Major drivers of price growth in red-hot markets

A senior economist provides the three factors (apart from foreign investors) chiefly responsible for the ever-growing housing prices in Toronto and Vancouver

Recent official statements and regulatory changes have placed the spotlight on the major role of overseas investors in driving up Canadian real estate prices, but Bank of Montreal senior economist Robert Kavcic thinks that factors closer to home are at play.
 
Kavcic noted that while it’s easy to blame overseas capital for the exorbitant housing prices in high-demand, high-volume markets like Toronto and Vancouver, it is a sorely misguided assumption.
 
“Sure, all anecdotes suggest they are playing a role in some neighbourhoods — we just don’t know exactly how big that role is.

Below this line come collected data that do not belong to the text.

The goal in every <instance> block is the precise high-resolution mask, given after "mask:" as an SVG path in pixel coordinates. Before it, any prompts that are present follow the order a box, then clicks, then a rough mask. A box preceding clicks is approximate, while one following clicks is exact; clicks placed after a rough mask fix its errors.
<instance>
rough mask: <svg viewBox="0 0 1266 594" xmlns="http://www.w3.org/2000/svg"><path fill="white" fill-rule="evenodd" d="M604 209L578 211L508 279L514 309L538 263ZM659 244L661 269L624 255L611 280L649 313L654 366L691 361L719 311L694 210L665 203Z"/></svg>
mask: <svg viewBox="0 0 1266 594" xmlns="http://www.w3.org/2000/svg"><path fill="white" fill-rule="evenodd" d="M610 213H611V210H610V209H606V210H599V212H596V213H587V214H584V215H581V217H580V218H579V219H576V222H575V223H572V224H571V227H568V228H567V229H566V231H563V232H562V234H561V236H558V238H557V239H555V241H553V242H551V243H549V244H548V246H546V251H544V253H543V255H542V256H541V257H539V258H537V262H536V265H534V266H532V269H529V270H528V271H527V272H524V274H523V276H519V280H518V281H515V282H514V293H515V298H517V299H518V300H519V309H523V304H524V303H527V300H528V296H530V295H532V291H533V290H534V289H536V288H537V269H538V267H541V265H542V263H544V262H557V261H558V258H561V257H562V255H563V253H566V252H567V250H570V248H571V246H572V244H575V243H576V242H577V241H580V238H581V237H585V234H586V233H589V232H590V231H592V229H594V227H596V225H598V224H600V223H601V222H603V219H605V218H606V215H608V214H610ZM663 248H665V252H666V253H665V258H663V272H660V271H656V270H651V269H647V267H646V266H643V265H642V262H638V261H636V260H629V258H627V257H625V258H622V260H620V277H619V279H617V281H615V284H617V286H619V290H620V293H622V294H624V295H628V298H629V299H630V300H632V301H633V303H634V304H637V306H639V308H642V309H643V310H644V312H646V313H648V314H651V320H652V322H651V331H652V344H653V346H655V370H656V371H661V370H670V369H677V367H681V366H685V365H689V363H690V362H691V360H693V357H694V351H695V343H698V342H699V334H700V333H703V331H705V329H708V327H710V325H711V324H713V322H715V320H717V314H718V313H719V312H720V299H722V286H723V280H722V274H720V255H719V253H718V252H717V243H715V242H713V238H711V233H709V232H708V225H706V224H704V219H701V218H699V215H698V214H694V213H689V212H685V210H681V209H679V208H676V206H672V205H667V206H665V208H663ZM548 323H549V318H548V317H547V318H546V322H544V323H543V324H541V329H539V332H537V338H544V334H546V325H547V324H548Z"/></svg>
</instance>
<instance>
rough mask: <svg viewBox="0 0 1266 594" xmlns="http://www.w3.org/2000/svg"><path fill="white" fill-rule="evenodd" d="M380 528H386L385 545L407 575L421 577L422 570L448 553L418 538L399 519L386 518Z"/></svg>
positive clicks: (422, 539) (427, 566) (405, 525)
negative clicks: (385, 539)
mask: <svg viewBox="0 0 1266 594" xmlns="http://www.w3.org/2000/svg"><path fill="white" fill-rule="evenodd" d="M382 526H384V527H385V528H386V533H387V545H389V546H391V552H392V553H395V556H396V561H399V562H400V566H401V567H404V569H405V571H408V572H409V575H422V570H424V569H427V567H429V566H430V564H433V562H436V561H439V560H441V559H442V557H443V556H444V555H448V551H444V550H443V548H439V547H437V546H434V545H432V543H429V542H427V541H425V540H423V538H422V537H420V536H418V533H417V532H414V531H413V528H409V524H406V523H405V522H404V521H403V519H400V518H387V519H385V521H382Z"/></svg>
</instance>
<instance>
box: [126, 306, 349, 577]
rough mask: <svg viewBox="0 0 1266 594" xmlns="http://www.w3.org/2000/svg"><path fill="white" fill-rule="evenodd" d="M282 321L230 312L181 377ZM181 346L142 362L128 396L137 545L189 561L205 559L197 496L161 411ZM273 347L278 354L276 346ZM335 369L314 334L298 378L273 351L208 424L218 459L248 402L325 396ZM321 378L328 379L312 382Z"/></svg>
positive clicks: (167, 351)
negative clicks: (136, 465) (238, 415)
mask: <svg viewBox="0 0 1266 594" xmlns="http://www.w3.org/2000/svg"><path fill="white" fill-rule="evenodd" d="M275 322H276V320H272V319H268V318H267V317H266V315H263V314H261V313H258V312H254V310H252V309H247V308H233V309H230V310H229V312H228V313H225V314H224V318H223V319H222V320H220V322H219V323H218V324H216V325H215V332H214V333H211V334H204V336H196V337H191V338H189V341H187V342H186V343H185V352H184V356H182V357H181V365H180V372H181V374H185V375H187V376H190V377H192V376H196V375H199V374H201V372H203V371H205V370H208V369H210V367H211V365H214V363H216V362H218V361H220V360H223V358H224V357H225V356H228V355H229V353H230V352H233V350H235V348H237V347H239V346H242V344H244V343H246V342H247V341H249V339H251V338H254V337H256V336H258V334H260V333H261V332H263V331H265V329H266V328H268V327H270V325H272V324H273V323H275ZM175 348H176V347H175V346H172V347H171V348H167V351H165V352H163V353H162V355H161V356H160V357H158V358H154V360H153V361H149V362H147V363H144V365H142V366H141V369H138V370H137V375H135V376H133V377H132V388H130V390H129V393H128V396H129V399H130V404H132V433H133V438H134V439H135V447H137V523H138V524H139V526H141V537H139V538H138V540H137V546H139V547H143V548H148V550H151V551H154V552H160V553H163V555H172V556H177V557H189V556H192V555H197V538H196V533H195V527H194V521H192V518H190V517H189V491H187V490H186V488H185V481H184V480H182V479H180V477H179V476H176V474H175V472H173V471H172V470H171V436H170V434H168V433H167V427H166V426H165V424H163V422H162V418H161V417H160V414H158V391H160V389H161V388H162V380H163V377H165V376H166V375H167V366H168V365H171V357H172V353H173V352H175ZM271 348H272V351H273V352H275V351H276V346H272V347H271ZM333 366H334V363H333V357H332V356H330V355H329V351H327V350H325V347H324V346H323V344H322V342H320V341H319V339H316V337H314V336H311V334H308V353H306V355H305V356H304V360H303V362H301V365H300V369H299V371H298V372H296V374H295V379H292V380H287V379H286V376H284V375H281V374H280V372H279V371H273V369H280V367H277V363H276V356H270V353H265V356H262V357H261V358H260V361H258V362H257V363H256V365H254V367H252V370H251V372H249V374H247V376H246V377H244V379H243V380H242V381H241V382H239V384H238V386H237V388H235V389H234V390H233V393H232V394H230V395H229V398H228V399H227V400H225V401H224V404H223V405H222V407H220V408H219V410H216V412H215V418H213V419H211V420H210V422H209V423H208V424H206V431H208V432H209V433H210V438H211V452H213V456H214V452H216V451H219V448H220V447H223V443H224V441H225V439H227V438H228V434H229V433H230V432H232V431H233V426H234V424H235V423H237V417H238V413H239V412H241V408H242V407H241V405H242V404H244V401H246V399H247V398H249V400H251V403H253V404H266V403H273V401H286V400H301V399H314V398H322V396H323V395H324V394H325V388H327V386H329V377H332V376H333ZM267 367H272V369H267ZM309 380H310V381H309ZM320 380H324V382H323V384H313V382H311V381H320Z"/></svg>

What we do know is that the fundamentals right here are strong enough on their own to drive big price gains,” Kavcic told HuffPost Business Canada.
 
Among these drivers are the country’s mortgage rates, which are now at an historic low despite some hikes in large banks in the past few months.
 
“A five-year fixed mortgage is barely above the expected long-run inflation rate,” Kavcic observed. “The longer this lasts, the hotter these markets will burn.”
 
Another aspect to consider is the increased upward pressure on the Toronto and Vancouver housing sectors, brought about by a significant shift: More and more new owners are now in the 30-39 age group, while first-time buyers in the 25-34 bracket are getting increasingly rarer. Kavcic warned that while the present period is a boon for sellers and brokers, this situation is essentially a demographic time bomb that is set to hit housing markets hard starting 2018.
 
Most importantly, Kavcic pointed at the growing scarcity of space for new homes. In particular, the prevailing philosophy of building upward (not outward) in Vancouver, and the death of single-family homes in high-density Toronto, are stimulating intense consumer competition and price spikes in these areas.